Bad Books on the Beach No. 1 - 'Saturday' by Ian McEwan

4 comments:

No Good Boyo said...

Good to hear a writer analyse another, especially on plot idiocies. I know enough women who've stuck with dull men for no good reason to dismiss the portrait of Annie as you recount it, but you're bang on about the lazy device of the hapless man - it's now become a cliche that has no place other than the BBC Comedy & Drama Dept. I enjoyed Fever Pitch and Hi Fidelity too, found About a Boy cloying and haven't bothered with any of his others. Sounds like I won't be bothering, either.
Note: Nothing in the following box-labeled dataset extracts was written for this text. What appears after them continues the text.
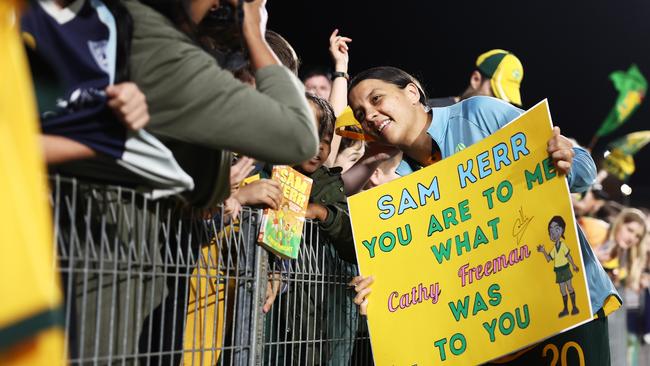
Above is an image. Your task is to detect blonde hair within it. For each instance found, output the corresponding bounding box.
[609,208,648,290]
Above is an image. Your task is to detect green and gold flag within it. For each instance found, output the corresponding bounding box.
[604,131,650,181]
[596,65,648,137]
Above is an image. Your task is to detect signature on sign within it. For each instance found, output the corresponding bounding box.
[512,207,533,245]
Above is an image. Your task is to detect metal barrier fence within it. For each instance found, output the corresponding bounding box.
[51,176,372,365]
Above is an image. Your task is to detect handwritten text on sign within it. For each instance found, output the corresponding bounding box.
[349,101,591,365]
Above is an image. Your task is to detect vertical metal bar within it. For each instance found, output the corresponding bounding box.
[248,229,268,365]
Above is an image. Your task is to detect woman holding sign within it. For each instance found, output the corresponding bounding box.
[348,67,621,365]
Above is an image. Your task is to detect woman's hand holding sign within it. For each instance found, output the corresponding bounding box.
[547,126,575,174]
[348,276,375,315]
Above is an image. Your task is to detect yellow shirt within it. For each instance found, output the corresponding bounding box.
[549,241,569,268]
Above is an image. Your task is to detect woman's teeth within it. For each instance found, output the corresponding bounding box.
[377,119,391,133]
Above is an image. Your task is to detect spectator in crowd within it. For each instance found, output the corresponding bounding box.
[124,0,318,206]
[294,93,356,263]
[597,208,646,283]
[427,49,524,107]
[365,151,402,189]
[348,67,620,364]
[302,70,332,99]
[21,0,193,195]
[596,208,647,365]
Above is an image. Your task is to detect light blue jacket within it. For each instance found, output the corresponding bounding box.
[396,97,620,312]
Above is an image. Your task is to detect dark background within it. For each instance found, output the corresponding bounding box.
[267,0,650,207]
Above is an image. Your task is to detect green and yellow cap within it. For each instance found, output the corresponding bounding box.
[476,49,524,106]
[334,106,374,141]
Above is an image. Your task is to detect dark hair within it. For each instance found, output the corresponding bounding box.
[305,93,336,140]
[339,126,363,154]
[548,216,566,238]
[264,29,300,76]
[348,66,427,105]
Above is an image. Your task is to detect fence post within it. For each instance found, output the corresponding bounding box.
[248,243,269,365]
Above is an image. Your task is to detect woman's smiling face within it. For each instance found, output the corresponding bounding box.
[348,79,421,146]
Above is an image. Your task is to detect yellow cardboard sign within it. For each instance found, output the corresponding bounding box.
[348,101,592,366]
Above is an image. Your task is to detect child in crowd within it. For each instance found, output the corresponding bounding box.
[294,93,356,263]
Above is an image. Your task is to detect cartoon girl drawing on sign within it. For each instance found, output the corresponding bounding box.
[537,216,580,318]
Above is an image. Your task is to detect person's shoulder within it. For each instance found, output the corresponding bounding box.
[460,95,519,111]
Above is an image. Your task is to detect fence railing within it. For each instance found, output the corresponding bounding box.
[50,176,372,365]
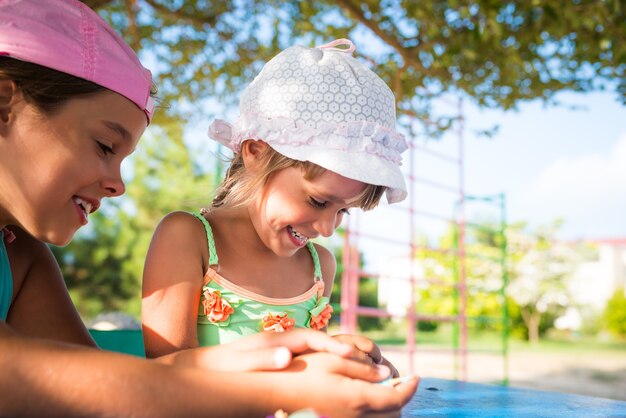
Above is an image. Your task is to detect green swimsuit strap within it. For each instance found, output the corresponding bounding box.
[306,241,322,282]
[191,212,217,266]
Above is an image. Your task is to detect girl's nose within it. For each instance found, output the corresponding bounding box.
[315,212,341,238]
[102,171,126,197]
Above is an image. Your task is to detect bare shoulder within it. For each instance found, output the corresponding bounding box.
[144,211,208,272]
[154,211,206,244]
[6,226,55,291]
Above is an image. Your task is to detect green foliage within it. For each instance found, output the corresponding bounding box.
[84,0,626,129]
[330,242,383,331]
[508,298,560,341]
[604,288,626,337]
[53,128,212,318]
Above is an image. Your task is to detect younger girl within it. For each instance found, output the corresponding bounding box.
[143,40,407,370]
[0,0,417,417]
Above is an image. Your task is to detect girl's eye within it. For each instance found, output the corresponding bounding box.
[97,141,115,155]
[309,197,326,208]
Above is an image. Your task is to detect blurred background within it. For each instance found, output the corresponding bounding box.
[66,0,626,400]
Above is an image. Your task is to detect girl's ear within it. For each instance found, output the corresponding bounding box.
[0,78,20,136]
[241,139,269,170]
[0,78,17,126]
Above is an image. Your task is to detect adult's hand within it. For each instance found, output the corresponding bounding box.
[266,353,419,418]
[157,328,352,371]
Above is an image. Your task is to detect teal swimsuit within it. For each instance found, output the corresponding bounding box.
[0,229,13,321]
[193,213,332,346]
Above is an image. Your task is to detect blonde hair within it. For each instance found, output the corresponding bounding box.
[211,144,387,210]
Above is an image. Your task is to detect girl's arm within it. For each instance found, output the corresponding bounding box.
[0,322,417,417]
[142,212,208,358]
[6,226,95,346]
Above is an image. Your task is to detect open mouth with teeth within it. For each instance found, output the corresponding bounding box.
[287,225,309,245]
[73,196,92,218]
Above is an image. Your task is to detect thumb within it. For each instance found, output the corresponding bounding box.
[211,347,291,372]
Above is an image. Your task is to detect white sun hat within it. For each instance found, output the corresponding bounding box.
[209,39,408,203]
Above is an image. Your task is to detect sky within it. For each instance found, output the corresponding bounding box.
[185,86,626,258]
[458,93,626,239]
[308,92,626,265]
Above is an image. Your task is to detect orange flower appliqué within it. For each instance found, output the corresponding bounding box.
[309,303,333,330]
[202,288,235,322]
[261,313,296,332]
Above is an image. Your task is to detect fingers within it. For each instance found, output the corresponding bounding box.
[231,328,351,357]
[335,334,383,364]
[312,354,391,382]
[381,357,400,378]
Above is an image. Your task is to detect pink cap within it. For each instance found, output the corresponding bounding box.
[0,0,154,122]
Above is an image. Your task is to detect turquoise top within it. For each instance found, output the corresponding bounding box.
[193,213,332,346]
[0,229,13,321]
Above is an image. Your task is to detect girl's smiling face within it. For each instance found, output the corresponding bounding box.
[0,91,147,245]
[248,167,367,256]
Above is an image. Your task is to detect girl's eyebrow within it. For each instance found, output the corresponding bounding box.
[102,120,130,142]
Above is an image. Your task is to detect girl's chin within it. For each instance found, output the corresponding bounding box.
[40,228,78,247]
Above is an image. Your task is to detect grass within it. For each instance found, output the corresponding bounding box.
[329,323,626,355]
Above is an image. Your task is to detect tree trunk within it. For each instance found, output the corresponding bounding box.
[520,308,541,345]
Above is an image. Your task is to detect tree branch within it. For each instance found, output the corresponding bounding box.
[141,0,218,27]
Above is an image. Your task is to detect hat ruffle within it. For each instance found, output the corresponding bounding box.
[209,113,408,166]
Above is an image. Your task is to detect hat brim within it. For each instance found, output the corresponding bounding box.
[268,142,407,203]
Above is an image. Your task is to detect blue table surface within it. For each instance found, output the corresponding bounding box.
[402,378,626,417]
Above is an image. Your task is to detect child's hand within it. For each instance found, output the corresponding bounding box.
[157,328,352,371]
[266,353,419,418]
[333,334,400,378]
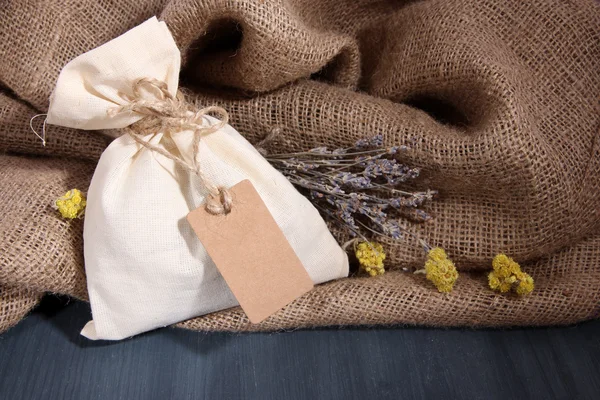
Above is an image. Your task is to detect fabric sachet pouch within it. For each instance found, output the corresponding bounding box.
[47,18,348,340]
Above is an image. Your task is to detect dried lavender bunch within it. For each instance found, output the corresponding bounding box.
[266,135,437,239]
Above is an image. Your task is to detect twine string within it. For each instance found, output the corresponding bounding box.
[108,78,232,215]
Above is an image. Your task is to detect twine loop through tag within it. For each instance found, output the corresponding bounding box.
[108,78,232,215]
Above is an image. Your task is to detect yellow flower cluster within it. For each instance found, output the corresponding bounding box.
[354,242,385,276]
[56,189,86,219]
[425,247,458,293]
[488,254,533,296]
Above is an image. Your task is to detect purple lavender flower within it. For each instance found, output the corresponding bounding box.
[268,135,436,244]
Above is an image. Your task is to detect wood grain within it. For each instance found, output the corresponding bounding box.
[0,297,600,400]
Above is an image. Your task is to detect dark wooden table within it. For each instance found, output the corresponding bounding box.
[0,297,600,400]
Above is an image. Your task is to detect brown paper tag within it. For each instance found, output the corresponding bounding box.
[187,180,313,324]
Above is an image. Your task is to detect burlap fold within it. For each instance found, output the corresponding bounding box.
[0,0,600,330]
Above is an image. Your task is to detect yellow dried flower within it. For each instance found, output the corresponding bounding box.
[354,242,385,276]
[55,189,86,219]
[488,254,534,296]
[425,247,458,293]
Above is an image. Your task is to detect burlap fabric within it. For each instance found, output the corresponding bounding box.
[0,0,600,331]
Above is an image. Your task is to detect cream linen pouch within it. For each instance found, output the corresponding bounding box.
[47,18,348,340]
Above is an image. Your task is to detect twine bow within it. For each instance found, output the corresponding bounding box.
[108,78,232,215]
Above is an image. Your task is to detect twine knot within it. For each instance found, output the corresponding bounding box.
[108,78,232,215]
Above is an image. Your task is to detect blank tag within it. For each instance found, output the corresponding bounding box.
[187,180,313,324]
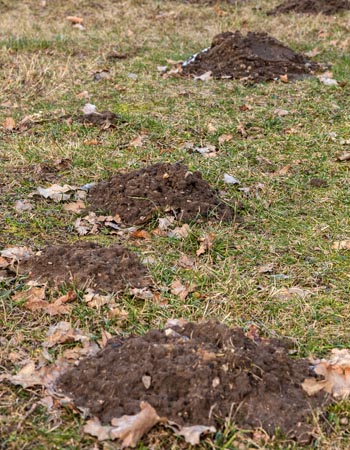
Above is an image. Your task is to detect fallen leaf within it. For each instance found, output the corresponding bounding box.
[43,321,89,348]
[332,240,350,250]
[170,280,196,301]
[131,230,151,240]
[194,70,213,81]
[178,255,195,269]
[37,184,76,202]
[207,122,217,134]
[83,417,113,441]
[158,216,175,231]
[224,173,239,184]
[317,75,338,86]
[82,103,97,115]
[302,348,350,399]
[13,200,33,212]
[271,164,293,177]
[218,134,233,145]
[129,288,153,300]
[271,287,312,300]
[258,263,275,273]
[110,402,164,448]
[0,247,34,261]
[83,288,113,308]
[193,145,217,158]
[129,134,145,148]
[337,152,350,161]
[63,200,85,213]
[196,233,215,256]
[2,117,16,131]
[167,223,191,239]
[66,16,84,24]
[171,425,216,445]
[273,108,289,117]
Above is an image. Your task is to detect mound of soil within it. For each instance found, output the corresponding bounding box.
[182,31,320,82]
[88,163,235,225]
[19,242,150,293]
[267,0,350,16]
[57,322,323,442]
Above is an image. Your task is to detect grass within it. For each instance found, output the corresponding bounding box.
[0,0,350,450]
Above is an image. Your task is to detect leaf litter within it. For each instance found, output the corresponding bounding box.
[56,320,328,445]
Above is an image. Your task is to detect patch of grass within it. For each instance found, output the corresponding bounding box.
[0,0,350,449]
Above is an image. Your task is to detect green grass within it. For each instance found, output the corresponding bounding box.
[0,0,350,449]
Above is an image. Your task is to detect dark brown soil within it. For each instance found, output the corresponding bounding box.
[57,322,323,442]
[88,163,235,225]
[267,0,350,16]
[19,242,150,293]
[182,31,319,82]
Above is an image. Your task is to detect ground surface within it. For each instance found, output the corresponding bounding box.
[0,0,350,449]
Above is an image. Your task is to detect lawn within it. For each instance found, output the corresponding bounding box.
[0,0,350,450]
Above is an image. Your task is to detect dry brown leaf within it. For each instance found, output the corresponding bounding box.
[167,223,191,239]
[129,288,153,300]
[332,240,350,250]
[66,16,84,25]
[170,280,196,301]
[271,287,312,300]
[2,117,16,131]
[129,134,146,148]
[109,402,164,448]
[83,288,112,308]
[0,247,34,261]
[178,255,195,269]
[196,233,215,256]
[131,230,151,239]
[218,134,233,145]
[171,425,216,445]
[83,417,113,441]
[63,200,85,213]
[43,321,89,348]
[302,348,350,399]
[0,256,10,269]
[337,152,350,161]
[13,200,33,212]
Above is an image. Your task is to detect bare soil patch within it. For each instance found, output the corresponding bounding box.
[19,242,150,293]
[267,0,350,16]
[57,322,324,442]
[182,31,320,82]
[88,163,235,225]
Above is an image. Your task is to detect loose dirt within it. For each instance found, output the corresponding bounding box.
[57,322,323,442]
[182,31,320,82]
[19,242,150,293]
[267,0,350,16]
[88,163,235,225]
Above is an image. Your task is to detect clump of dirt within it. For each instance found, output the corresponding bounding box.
[79,111,125,129]
[88,163,235,225]
[267,0,350,16]
[182,31,320,82]
[57,322,324,442]
[19,242,150,293]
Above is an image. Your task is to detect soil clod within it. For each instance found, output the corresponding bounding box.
[88,163,235,225]
[267,0,350,16]
[19,242,150,293]
[182,31,321,82]
[57,322,325,442]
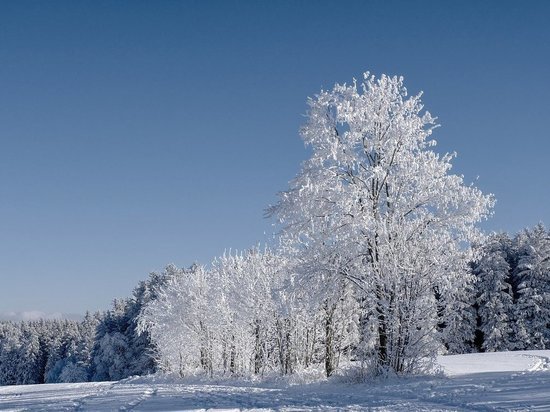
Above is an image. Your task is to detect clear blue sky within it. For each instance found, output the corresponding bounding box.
[0,1,550,313]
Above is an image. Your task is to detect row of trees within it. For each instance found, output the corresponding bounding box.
[140,73,494,375]
[0,274,162,385]
[0,220,550,385]
[3,73,550,379]
[472,224,550,351]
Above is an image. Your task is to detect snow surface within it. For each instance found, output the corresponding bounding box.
[0,350,550,411]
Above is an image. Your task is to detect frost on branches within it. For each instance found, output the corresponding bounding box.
[270,73,494,373]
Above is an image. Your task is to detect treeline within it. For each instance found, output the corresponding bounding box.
[0,224,550,385]
[0,275,160,385]
[472,223,550,351]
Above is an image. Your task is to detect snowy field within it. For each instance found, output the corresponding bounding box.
[0,350,550,411]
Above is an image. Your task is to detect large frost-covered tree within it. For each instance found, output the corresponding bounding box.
[270,73,493,373]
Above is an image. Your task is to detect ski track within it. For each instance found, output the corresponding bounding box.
[0,351,550,412]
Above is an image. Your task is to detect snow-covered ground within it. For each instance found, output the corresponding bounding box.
[0,350,550,411]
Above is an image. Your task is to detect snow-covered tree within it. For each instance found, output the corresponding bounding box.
[270,73,493,373]
[474,234,513,352]
[514,223,550,349]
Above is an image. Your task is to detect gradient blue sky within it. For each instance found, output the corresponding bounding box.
[0,1,550,313]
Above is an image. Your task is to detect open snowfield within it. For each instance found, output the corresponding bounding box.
[0,350,550,411]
I'm reading Alone in Berlin (Jeder stirbt fuer sich allein) by Fallada and Keith Richards's autobiography at the mo. Both are excellent.

Ian Plenderleith said...

I read the Fallada book last year - astonishing book considering that he's reported to have completed it in 24 days. But it's real genius is in replicating the crushing claustrophobia of living under an insane, all-pervasive regime of terror, from first page to last. One of the great German novels of the 20th century.

Tony Curran said...

Excellent piece, Ian.

Your final paragraph - with very appropriate music analogy - sums up Hornby's writing career nicely. Curiously the same paragraph, and the idea of peaking with your first album then going downhill, brought to mind Ben Folds with whom Horby collaborated on an excrutiatingly dull album a few months ago.

Jackson Duin said...

Well done Ian. I spent a goodly portion of this book thinking, wait, but, what? I stopped reading and finished it with an audiobook version from the library on my commute. Somehow I still felt cheated.